16, 17 novembre. — Laissant tout ce monde fort content de notre générosité, nous partons le 16 au matin pour nous rendre à Euiuk en faisant un détour par Aladja, où il y a de curieux tombeaux indiqués par Hamilton. En approchant de ce bourg vers la fin de la première journée de marche, nous nous arrêtons un instant à un téké ou couvent de derviches, nommé Chamaspir. Il y a là le tombeau d’un saint, sur lequel veillent deux ou trois derviches de l’ordre des bektachis. Le tombeau se trouve dans l’enceinte d’une mosquée ruinée de l’époque seljoukide.
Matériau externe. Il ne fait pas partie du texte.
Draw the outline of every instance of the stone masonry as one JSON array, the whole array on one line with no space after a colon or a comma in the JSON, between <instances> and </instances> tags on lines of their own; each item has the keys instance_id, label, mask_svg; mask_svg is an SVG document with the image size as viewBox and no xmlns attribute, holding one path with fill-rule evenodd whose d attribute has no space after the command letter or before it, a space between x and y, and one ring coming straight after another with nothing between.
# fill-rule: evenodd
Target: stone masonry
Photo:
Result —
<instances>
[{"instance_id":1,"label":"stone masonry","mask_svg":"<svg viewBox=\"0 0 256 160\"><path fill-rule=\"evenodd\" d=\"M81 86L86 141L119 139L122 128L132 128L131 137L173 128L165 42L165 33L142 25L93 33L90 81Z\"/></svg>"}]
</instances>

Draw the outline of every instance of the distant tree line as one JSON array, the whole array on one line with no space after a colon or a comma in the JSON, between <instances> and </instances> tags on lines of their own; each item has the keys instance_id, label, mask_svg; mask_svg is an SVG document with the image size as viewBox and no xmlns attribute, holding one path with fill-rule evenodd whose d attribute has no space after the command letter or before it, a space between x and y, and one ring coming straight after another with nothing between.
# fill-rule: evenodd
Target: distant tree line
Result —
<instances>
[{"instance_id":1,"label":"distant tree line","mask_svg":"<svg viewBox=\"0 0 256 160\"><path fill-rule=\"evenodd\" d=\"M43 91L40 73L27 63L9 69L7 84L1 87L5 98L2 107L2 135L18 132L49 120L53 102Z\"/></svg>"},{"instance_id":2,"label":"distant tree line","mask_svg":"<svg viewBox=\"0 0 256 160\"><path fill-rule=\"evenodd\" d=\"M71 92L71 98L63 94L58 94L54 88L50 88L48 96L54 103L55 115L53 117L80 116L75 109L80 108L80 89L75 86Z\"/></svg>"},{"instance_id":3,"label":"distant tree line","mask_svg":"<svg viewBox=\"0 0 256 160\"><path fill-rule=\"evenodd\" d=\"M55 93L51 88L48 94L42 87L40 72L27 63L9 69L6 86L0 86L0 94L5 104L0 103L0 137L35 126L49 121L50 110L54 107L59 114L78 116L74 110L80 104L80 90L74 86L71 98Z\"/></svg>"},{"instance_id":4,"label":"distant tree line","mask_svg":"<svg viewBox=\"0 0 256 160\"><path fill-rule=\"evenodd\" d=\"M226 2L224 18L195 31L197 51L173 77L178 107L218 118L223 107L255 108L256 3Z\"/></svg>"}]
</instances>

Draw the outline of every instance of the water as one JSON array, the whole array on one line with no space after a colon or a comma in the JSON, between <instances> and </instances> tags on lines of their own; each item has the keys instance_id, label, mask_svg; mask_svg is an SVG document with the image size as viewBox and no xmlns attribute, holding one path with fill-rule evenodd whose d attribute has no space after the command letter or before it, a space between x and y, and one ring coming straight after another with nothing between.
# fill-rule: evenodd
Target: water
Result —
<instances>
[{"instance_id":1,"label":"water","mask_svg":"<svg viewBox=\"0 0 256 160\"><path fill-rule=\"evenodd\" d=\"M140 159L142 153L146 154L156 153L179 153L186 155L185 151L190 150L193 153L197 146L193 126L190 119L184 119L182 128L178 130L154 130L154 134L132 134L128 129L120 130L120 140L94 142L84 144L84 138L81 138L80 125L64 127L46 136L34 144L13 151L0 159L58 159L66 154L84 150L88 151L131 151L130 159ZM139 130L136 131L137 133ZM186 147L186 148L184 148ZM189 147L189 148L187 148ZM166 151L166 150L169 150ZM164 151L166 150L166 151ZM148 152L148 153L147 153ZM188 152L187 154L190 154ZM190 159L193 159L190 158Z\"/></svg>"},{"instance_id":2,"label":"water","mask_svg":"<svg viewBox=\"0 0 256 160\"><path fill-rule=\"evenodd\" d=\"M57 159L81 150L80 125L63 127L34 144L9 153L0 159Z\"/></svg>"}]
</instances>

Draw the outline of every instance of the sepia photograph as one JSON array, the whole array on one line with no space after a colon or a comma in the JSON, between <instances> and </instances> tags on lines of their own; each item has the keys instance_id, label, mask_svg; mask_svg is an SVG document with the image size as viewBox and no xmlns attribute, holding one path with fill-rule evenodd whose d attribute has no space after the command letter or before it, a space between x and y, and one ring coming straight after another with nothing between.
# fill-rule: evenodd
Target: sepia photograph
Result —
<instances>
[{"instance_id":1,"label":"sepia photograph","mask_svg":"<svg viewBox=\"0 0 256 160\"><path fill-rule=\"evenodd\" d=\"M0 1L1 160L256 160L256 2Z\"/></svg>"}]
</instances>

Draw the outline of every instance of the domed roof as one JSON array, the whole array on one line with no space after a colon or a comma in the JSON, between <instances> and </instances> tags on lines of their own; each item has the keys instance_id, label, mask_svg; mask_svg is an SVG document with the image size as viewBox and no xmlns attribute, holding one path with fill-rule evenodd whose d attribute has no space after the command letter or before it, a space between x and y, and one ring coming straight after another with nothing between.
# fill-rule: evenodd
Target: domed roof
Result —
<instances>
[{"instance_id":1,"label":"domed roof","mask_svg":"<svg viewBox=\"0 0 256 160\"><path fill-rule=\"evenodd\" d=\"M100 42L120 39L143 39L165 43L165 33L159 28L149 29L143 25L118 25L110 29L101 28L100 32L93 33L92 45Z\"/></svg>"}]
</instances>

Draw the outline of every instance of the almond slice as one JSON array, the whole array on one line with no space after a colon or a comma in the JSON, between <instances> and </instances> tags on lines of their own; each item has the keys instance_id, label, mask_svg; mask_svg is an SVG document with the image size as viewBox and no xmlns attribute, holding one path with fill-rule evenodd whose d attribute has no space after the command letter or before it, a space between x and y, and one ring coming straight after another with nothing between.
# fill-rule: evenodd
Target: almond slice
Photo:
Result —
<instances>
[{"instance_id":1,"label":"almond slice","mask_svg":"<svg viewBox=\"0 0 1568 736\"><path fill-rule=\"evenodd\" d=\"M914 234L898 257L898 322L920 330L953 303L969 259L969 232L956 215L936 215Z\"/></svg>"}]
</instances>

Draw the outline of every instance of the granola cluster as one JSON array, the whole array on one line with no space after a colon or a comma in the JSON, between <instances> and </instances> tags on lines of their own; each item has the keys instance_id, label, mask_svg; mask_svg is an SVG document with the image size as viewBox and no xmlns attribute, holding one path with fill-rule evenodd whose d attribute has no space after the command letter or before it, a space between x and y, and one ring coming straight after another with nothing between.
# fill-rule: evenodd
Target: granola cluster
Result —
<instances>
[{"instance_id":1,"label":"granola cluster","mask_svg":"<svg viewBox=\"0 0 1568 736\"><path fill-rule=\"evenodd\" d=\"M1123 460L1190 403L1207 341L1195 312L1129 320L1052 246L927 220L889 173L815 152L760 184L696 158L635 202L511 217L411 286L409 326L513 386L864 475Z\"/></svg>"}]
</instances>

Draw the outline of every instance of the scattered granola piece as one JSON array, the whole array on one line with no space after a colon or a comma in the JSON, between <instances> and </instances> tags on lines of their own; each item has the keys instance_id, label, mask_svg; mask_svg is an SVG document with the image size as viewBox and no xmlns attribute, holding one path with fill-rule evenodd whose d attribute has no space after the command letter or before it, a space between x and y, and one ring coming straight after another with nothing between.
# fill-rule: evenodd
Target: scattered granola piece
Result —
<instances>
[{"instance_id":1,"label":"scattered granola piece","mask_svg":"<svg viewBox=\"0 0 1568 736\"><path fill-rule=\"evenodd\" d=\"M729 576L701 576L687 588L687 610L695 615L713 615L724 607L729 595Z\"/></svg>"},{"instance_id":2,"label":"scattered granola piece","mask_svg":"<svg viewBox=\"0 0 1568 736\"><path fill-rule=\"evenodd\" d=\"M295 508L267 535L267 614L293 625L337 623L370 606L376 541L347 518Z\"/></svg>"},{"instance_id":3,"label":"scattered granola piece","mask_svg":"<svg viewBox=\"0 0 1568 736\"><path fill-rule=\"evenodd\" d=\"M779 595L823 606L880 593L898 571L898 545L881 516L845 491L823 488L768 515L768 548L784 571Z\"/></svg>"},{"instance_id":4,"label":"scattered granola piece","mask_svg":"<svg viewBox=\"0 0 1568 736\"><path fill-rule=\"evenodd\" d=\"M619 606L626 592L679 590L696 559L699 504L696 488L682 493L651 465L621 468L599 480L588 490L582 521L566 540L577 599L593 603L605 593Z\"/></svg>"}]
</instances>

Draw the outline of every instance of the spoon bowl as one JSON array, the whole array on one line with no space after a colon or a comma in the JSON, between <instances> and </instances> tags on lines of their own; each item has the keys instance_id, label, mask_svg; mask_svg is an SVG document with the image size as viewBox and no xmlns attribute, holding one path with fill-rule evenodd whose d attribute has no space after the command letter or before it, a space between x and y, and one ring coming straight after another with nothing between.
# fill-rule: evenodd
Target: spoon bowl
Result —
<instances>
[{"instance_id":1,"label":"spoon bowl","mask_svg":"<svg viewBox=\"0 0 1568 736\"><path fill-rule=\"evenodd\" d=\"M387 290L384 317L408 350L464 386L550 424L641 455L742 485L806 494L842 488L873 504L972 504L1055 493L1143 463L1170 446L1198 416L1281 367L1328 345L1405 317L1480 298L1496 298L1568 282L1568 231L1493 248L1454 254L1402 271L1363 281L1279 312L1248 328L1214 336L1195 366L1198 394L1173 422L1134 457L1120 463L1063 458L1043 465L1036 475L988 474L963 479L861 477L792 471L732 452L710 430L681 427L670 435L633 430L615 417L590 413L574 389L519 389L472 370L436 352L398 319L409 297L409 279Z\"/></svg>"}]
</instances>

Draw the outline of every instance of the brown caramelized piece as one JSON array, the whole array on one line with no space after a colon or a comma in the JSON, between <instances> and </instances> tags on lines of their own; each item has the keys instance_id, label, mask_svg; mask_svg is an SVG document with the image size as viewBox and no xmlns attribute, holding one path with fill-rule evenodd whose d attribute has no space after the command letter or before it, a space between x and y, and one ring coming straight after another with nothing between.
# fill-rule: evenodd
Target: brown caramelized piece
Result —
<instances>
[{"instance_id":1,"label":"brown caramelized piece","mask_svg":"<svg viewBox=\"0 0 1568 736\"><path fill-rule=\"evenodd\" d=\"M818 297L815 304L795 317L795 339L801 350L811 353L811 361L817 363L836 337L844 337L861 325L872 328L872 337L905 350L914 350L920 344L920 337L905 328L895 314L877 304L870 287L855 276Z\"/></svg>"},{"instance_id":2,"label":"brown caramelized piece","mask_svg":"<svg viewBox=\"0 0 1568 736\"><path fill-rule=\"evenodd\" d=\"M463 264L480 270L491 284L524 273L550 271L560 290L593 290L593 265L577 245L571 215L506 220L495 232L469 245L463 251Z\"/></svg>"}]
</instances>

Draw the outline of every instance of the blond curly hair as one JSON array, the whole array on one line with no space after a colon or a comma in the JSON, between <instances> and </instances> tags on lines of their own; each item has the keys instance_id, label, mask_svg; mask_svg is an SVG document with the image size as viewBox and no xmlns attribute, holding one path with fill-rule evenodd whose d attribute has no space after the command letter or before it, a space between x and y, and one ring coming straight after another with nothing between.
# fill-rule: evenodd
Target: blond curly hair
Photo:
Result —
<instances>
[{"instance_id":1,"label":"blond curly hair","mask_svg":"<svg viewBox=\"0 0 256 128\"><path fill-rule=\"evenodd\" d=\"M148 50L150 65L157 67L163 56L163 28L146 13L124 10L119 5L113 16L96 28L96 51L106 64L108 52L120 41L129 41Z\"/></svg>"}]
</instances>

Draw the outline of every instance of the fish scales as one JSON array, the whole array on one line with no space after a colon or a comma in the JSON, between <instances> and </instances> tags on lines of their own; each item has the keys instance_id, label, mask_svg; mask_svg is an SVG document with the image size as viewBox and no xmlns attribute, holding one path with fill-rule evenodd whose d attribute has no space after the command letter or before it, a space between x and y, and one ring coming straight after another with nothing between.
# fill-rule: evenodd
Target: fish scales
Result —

La coupole a disparu ; il ne reste que les piliers et les pendentifs en brique, ainsi qu’une porte d’un travail élégant, en belles pierres fort bien ajustées et formant une sorte de marqueterie. Dans les angles figure l’ornement connu sous le nom de ruche. C’est un charmant morceau d’architecture arabe. Pendant que nous visitons ces intéressans débris, on nous prépare du café, qu’on nous offre le plus gracieusement du monde.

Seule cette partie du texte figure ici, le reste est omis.